Et tout cela fait sens puisque « Diamond boy » est étonnant de jouvence, de classe et d’une force tranquille qui donne du cachet à chacune des onze chansons qui le composent. La voix de Chip Z’Nuff, d’abord, est une nouveauté dans le groupe puisque c’est la première fois que le bassiste vient pousser la chansonnette sur un album d’Enuff Z’Nuff. Il faut dire que l’organe quelque peu nonchalant et planant du bon Chip ne manque pas de charme. Les chansons sont essentiellement power pop, avec un style bien particulier qui donne à penser à des chansons des Beatles qui seraient jouées par des artilleurs de montagne. Les guitares sont charnues, on ne s’excite pas trop sur les tempos et on distille en fait une pop psychédélique assez puissante qui sait envouter l’auditoire.

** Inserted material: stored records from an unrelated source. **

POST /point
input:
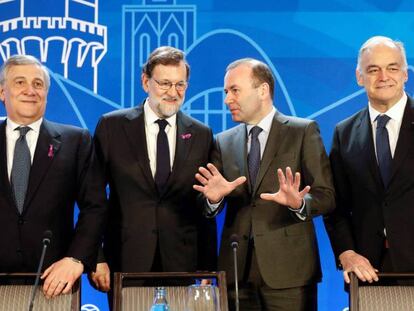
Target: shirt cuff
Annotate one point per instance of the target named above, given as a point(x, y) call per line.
point(300, 213)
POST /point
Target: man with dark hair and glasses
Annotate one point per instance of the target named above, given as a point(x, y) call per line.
point(149, 155)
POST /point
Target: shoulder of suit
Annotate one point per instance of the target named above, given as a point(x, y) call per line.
point(190, 120)
point(63, 128)
point(125, 112)
point(350, 121)
point(231, 132)
point(296, 121)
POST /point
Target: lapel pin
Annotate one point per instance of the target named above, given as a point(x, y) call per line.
point(186, 136)
point(51, 151)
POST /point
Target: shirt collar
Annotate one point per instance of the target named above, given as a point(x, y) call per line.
point(396, 112)
point(265, 124)
point(150, 116)
point(35, 126)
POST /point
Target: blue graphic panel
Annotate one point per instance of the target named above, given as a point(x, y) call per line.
point(95, 49)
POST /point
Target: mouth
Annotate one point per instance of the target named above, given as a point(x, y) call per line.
point(381, 87)
point(170, 100)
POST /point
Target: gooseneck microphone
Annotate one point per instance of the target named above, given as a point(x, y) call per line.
point(234, 243)
point(47, 236)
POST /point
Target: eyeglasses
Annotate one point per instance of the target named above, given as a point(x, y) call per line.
point(166, 85)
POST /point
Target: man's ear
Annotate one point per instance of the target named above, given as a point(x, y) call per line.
point(144, 82)
point(264, 89)
point(360, 78)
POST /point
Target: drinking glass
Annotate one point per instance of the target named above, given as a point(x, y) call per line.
point(201, 298)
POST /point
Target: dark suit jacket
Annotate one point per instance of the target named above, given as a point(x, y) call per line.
point(286, 247)
point(57, 180)
point(139, 215)
point(364, 206)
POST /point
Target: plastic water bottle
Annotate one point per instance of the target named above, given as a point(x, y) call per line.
point(160, 301)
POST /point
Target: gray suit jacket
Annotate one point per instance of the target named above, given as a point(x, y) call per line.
point(286, 247)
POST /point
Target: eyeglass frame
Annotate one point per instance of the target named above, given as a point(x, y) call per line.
point(170, 85)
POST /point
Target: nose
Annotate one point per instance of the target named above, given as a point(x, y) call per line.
point(29, 90)
point(383, 75)
point(228, 98)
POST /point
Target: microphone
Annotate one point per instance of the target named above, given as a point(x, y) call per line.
point(47, 236)
point(234, 243)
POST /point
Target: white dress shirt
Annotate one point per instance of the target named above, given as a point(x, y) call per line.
point(12, 135)
point(151, 133)
point(265, 124)
point(393, 126)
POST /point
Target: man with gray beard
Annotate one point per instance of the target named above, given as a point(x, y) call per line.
point(148, 156)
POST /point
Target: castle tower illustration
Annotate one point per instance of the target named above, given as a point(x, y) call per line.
point(145, 27)
point(64, 34)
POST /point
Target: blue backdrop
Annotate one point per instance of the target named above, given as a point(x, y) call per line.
point(95, 49)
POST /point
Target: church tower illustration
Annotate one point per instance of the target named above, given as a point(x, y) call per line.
point(65, 35)
point(147, 26)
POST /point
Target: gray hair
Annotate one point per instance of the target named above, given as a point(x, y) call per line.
point(17, 60)
point(378, 40)
point(261, 72)
point(165, 55)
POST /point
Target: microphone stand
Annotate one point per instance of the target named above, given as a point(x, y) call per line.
point(236, 279)
point(46, 242)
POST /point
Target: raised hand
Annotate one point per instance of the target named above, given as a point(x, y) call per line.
point(213, 185)
point(288, 194)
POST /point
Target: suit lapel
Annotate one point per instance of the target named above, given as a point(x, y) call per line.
point(405, 138)
point(239, 146)
point(366, 148)
point(184, 142)
point(47, 147)
point(278, 132)
point(5, 186)
point(135, 132)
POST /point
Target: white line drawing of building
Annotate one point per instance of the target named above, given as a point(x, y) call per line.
point(65, 35)
point(145, 27)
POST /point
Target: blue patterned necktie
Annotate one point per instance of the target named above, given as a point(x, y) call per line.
point(383, 148)
point(163, 169)
point(21, 168)
point(254, 155)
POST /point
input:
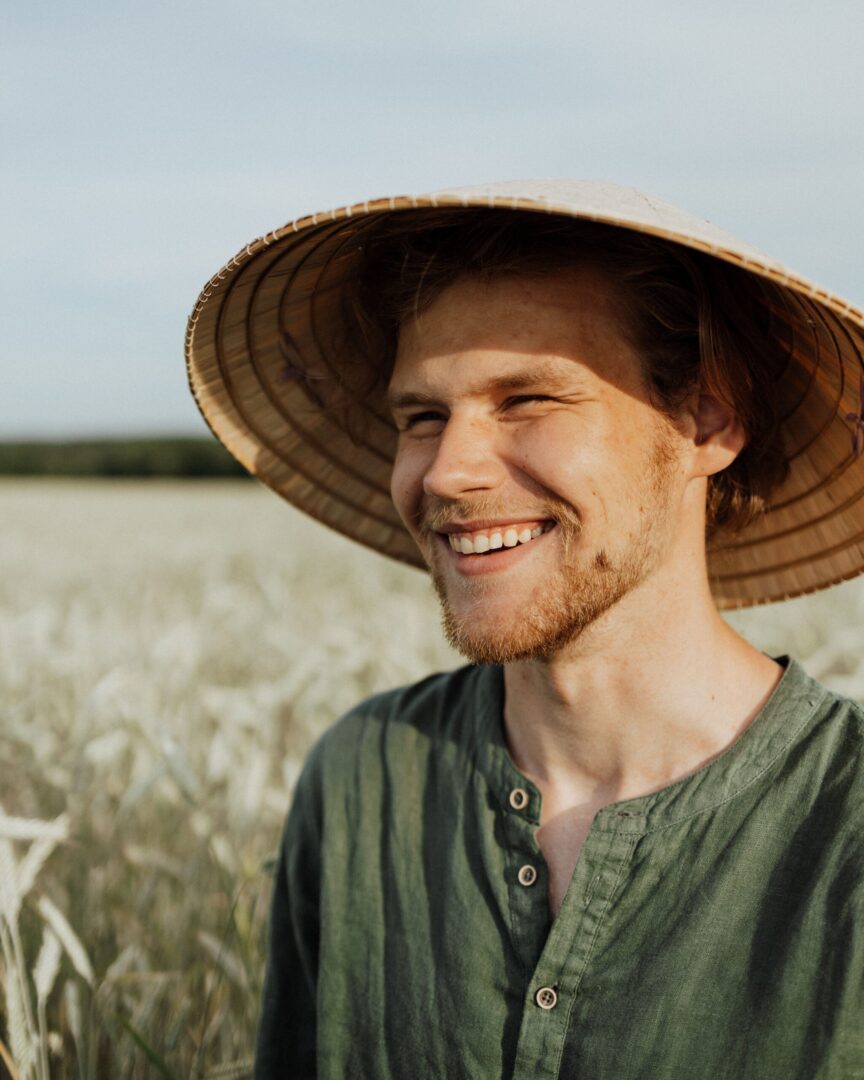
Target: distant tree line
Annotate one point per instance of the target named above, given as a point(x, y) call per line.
point(115, 457)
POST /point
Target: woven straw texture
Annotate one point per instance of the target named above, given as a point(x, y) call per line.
point(265, 337)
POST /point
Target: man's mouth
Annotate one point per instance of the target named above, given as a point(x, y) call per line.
point(485, 540)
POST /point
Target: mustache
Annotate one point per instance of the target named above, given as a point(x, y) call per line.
point(435, 513)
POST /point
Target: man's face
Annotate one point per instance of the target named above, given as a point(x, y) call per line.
point(538, 481)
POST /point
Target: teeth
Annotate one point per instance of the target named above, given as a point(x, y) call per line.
point(477, 543)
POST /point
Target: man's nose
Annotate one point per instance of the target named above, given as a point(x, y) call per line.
point(466, 460)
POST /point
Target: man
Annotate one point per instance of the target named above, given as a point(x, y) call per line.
point(622, 844)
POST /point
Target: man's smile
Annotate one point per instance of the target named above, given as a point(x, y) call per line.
point(473, 549)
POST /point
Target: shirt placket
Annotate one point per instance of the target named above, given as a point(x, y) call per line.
point(562, 953)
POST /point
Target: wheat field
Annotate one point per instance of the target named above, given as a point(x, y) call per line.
point(167, 653)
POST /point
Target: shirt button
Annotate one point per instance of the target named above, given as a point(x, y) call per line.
point(518, 798)
point(527, 875)
point(547, 997)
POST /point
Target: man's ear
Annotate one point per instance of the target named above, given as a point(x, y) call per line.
point(717, 434)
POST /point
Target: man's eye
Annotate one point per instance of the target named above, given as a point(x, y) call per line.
point(527, 399)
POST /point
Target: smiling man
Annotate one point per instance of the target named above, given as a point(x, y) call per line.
point(621, 842)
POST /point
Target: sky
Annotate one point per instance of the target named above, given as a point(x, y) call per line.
point(144, 144)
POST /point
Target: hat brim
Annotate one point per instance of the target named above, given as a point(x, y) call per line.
point(267, 334)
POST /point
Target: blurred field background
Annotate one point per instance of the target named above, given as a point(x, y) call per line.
point(169, 649)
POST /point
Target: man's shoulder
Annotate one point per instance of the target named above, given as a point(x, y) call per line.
point(445, 709)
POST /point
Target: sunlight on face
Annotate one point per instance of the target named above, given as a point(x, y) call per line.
point(520, 403)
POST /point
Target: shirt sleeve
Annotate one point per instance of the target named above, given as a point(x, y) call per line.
point(287, 1024)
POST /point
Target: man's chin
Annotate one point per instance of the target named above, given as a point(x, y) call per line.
point(484, 638)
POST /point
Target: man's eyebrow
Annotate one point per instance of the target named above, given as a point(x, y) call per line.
point(529, 378)
point(399, 400)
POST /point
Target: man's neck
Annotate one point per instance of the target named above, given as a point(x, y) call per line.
point(635, 703)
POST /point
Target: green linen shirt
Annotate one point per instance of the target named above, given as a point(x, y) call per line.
point(714, 929)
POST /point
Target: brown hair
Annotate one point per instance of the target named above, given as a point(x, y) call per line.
point(699, 323)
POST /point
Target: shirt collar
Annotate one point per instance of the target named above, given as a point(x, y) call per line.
point(781, 721)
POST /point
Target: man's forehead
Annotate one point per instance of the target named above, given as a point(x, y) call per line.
point(527, 373)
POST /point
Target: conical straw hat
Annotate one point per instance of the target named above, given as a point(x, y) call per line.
point(260, 352)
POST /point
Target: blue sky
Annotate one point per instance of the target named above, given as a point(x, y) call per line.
point(144, 144)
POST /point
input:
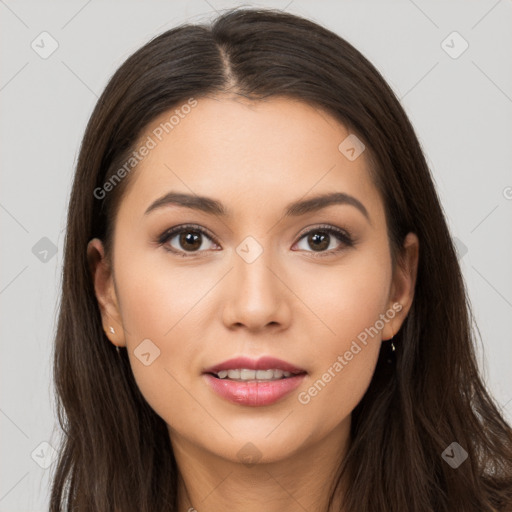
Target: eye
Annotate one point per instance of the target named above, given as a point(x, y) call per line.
point(185, 238)
point(322, 240)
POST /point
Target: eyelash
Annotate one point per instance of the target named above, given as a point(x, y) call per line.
point(342, 235)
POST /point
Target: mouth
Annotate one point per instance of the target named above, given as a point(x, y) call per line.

Les choses commencent dans la force et la joie sur la première partie de l’album (« Diamond boy », « Where did you go », « Fire & ice ») pour dériver peu à peu vers plus de tranquillité (« Faith, hope & luv », « Dopesick »), mais toujours dans la grâce d’un rock plus power que pop et dans lequel ne surnage aucune vulgarité (c’est n’est donc définitivement pas du glam rock ni du hair metal). La dernière chanson est étonnante : « Imanigary man » est quasiment un pompage du « For no one » des Beatles, avec une ambiance à la « Sergeant Pepper ». Preuve que c’est bien de pop dont il s’agit ici, avec un je-ne-sais-quoi de classe et de puissance qui rend cet album délicieux.